第25章 南郊审案——法之威(2/2)
无人出声。
耶律德光始终立在坛上,看著行刑。杖数到二十,他抬起右手。
行刑停住。
他转身,对坛下开口:
“此判非朕之私意,乃《新格》之意。”
声音不高,但坛下万民无人言语,只听得他一人之声。
“此格,即为朕与万民之约。守约者,受其庇。破约者,受其罚”
他顿了一息。
“无论胡汉。”
话音落处,坛下如潮水般跪倒。
没有欢呼,没有山呼万岁。

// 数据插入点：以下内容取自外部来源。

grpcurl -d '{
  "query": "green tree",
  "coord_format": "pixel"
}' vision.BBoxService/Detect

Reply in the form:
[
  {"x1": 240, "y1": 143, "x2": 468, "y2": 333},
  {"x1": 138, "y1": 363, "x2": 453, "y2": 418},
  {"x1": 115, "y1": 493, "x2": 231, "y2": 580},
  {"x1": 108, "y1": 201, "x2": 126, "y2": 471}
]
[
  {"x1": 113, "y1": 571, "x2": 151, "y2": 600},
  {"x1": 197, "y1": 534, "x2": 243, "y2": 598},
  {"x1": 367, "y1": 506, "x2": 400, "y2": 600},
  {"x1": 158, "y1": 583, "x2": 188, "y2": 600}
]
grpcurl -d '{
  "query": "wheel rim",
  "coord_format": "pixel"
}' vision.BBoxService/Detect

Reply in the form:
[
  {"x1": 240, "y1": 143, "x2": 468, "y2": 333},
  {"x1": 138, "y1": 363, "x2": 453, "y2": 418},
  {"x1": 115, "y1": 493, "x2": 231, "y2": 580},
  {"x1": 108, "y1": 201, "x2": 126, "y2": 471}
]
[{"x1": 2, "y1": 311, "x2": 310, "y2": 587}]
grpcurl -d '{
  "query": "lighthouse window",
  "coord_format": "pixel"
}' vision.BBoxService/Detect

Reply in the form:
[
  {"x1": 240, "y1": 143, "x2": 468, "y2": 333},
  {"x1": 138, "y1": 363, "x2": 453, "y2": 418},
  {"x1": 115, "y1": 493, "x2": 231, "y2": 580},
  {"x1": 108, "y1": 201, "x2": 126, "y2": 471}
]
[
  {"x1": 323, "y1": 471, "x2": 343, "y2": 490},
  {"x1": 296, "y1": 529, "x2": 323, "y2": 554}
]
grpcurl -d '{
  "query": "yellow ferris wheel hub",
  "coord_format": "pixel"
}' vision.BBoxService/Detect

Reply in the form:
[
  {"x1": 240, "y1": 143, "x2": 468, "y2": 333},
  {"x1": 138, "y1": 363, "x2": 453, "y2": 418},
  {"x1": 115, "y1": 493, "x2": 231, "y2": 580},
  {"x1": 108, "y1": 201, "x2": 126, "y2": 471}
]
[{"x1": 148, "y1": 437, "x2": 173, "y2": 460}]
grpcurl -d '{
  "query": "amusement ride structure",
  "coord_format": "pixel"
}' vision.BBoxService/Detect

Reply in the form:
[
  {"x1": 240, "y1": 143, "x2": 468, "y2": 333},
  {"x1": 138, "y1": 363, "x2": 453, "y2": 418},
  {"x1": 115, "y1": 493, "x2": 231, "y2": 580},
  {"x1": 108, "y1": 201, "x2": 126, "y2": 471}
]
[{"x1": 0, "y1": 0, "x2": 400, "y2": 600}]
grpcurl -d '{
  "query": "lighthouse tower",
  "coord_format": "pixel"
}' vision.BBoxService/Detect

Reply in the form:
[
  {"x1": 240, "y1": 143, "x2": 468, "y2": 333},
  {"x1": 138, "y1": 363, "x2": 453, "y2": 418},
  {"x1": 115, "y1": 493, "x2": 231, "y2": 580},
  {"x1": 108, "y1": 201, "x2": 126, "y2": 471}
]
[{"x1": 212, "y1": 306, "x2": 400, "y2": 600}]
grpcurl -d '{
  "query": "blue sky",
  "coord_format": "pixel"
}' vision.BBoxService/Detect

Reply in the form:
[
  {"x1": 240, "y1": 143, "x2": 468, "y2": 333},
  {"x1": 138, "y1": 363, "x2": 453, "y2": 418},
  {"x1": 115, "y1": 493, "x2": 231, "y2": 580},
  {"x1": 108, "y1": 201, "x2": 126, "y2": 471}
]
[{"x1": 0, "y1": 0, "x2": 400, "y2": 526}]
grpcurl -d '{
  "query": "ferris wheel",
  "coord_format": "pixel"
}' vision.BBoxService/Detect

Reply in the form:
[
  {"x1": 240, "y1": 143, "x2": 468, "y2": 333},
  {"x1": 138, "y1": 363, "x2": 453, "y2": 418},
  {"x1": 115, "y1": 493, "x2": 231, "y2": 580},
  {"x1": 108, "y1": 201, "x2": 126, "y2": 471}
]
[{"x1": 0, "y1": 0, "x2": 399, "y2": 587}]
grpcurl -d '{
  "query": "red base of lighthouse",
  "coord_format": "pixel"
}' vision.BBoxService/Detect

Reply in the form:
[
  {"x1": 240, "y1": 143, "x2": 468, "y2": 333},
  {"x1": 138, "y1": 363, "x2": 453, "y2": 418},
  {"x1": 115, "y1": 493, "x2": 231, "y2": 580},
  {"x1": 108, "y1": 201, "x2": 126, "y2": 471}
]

只有棉袄、皮袍、旧甲、布衣,层层叠叠伏在正月冰冷的土地上。
李四跪在地上,额头触著枯草,浑身发抖。
他不知道自己是在哭,还是在笑。
坛侧,耶律阮立在一株槐树下。
他望著法坛上那道玄色身影,又望望那些跪伏的人。
有契丹老人跪在人群最边缘,背脊仍挺著,但头颅缓缓垂了下去。
耶律阮没有移开目光。
他身后三步,一名灰衣家僕正从人群中悄悄退出,脚步匆匆,朝城西方向奔去。
那是和凝府上的方向。
坛上,郑裕正命人將判决誊写入卷。
冯道静坐一侧,袖中手指缓缓摩挲著那方染血旧帕。
他望著坛下万民,望著渐渐西移的日影,望著远处城墙上猎猎的旗帜。
忽然极轻地咳嗽了一声。
第一道血跡洇出帕面时,他不动声色地將帕子折起,收入袖中更深之处。
坛下,杖刑继续。
杖数五十,挞烈已昏厥过去。
刑吏抬头望向御座。
耶律德光点头。
“押回监牢,余刑择日再行。赔偿之数,从他名下军餉、家產中按月扣划,登记入册。”
他转身,走下法坛。
经过耶律阮身侧时,脚步略停。
“方才那些。”
耶律阮抬头。
“记下来。”耶律德光没有看他,“日后你会知道,今日这一杖一杖,打在哪里。”
他继续向前走去。
玄色背影穿过跪伏的人群,走向停在不远处的车驾。
日光照在他肩上,那一片玄色,竟像淬了霜。
耶律阮立在原地,从袖中摸出一卷空白册子,又摸出一截炭笔。
他倚著槐树,慢慢写下:
“会同新元正月初六,南郊,挞烈案。
判:夺军籍,杖一百,徒三年,赔钱百贯、粟五十斛。
行刑时,契丹军士无人譁变。
人群中有人哭,有人跪,有人別过脸去。
祖母若在,会说什么?
叔父说,要记下来。
他说,日后我会知道,这一杖一杖,打在哪里。”
他停笔。
远处,和凝府上的灰衣家僕已奔入侧门,消失在高墙之后。